Abschließend weise ich erneut darauf hin, dass die vorgegebene Frist für Stellungnahmen viel zu knapp war. Eine umfassende und damit ausreichende Prüfung von mehr als 2000 Seiten ist in der kurzen Zeit von rund einem Monat nicht möglich. Deshalb behalte ich mir Ergänzungen vor.

Das vorliegende UVP-Verfahren weist Mängel hinsichtlich der gesetzlich und behördlich geforderten Inhalte auf. Außerdem ist die tschechische Regierung 2010 vom Europäischen Gerichtshof verpflichtet worden, das tschechische UVP-Verfahren mit dem EU-Recht in Einklang zu bringen, vor allem in Bezug auf die in der europäischen UVP vorgesehene Bürgerbeteiligung.

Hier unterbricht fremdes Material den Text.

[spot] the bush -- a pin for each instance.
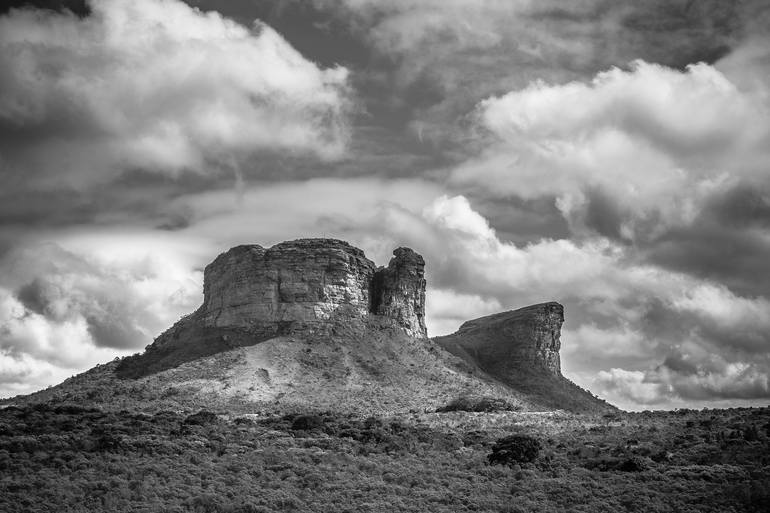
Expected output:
(201, 418)
(514, 449)
(307, 423)
(478, 405)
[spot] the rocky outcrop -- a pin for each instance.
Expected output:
(398, 292)
(525, 338)
(307, 288)
(520, 348)
(307, 283)
(295, 284)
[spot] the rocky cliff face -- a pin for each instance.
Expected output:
(521, 349)
(398, 292)
(307, 283)
(306, 288)
(301, 283)
(528, 337)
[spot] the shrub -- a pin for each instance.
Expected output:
(514, 449)
(201, 418)
(307, 423)
(477, 404)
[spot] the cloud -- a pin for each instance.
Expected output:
(156, 85)
(62, 312)
(629, 153)
(439, 57)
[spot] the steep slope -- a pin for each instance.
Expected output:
(314, 324)
(520, 348)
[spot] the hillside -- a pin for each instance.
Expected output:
(313, 324)
(520, 348)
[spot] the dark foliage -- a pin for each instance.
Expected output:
(202, 418)
(514, 449)
(478, 404)
(74, 458)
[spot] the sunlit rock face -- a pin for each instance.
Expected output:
(398, 292)
(527, 338)
(305, 281)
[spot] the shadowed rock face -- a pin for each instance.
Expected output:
(306, 287)
(398, 292)
(521, 349)
(524, 338)
(304, 282)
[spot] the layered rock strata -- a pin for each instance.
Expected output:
(398, 292)
(527, 338)
(305, 287)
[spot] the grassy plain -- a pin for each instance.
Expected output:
(72, 458)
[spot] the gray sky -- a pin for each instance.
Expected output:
(612, 156)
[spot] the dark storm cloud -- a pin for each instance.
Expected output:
(86, 99)
(81, 8)
(495, 137)
(727, 242)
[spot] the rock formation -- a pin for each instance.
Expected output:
(305, 287)
(292, 285)
(398, 292)
(523, 338)
(314, 320)
(520, 348)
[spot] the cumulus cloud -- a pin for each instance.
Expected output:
(448, 54)
(629, 153)
(624, 316)
(62, 312)
(159, 86)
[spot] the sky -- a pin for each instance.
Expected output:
(610, 155)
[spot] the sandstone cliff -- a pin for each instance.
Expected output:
(521, 349)
(313, 323)
(305, 287)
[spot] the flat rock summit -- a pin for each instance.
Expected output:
(313, 323)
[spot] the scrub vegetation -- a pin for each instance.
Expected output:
(74, 458)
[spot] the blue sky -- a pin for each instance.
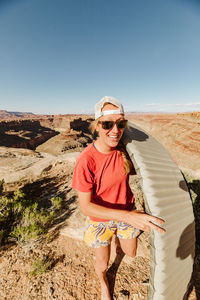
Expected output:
(63, 56)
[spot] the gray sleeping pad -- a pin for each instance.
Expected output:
(166, 196)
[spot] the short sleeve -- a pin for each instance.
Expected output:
(83, 179)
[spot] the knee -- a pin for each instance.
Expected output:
(131, 252)
(101, 264)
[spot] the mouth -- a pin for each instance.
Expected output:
(114, 137)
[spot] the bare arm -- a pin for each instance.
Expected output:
(136, 218)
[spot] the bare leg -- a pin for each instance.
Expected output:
(129, 246)
(102, 255)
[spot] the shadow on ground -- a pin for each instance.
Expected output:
(194, 190)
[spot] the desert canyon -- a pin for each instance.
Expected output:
(37, 154)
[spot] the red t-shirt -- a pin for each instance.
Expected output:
(104, 176)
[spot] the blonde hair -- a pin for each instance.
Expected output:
(128, 165)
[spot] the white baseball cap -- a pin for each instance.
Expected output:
(107, 99)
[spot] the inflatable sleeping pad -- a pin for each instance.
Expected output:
(165, 196)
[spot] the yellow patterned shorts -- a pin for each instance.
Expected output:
(99, 234)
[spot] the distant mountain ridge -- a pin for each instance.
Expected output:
(4, 114)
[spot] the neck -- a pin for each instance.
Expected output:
(101, 147)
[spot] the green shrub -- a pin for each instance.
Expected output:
(57, 202)
(1, 186)
(23, 219)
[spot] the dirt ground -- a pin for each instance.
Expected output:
(72, 276)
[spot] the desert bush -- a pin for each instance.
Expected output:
(23, 219)
(1, 186)
(41, 266)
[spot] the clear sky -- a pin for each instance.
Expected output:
(62, 56)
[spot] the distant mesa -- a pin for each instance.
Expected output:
(54, 134)
(4, 114)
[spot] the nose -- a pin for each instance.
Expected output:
(115, 129)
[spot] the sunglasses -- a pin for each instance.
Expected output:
(107, 125)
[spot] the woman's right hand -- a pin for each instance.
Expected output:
(141, 220)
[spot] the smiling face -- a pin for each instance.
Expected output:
(109, 139)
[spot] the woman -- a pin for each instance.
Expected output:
(101, 178)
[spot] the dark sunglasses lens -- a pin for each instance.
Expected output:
(122, 124)
(107, 124)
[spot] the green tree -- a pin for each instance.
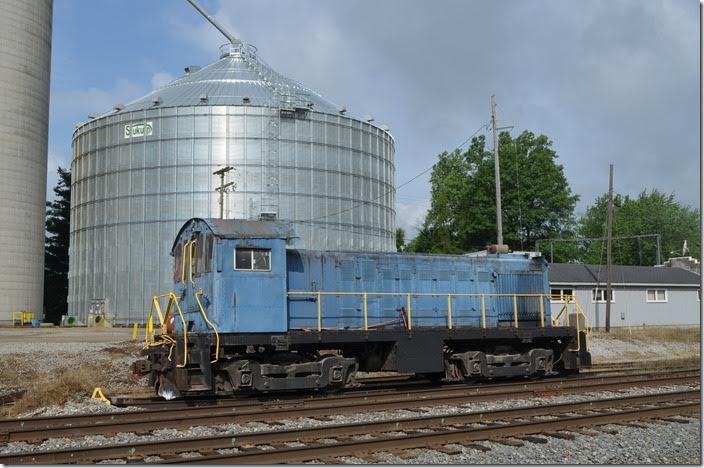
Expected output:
(400, 239)
(537, 201)
(56, 249)
(651, 212)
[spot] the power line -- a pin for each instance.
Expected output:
(485, 126)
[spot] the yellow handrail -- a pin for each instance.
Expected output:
(174, 300)
(190, 262)
(449, 312)
(183, 262)
(205, 317)
(409, 317)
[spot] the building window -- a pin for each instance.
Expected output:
(561, 295)
(252, 259)
(656, 295)
(599, 295)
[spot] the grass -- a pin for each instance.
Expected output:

Dies wurde bislang nicht umgesetzt.

Ich fordere daher, die oben genannten Mängel im bisherigen UVP-Verfahren zu beseitigen und nach einer ausreichenden Beteiligung der deutschen Bevölkerung mindestens einen weiteren Erörterungstermin anzusetzen, bevor das UVP-Verfahren abgeschlossen wird. Im Sinne der Gleichberechtigung halte ich auch einen verfahrensverbindlichen Erörterungstermin in Deutschland für notwendig.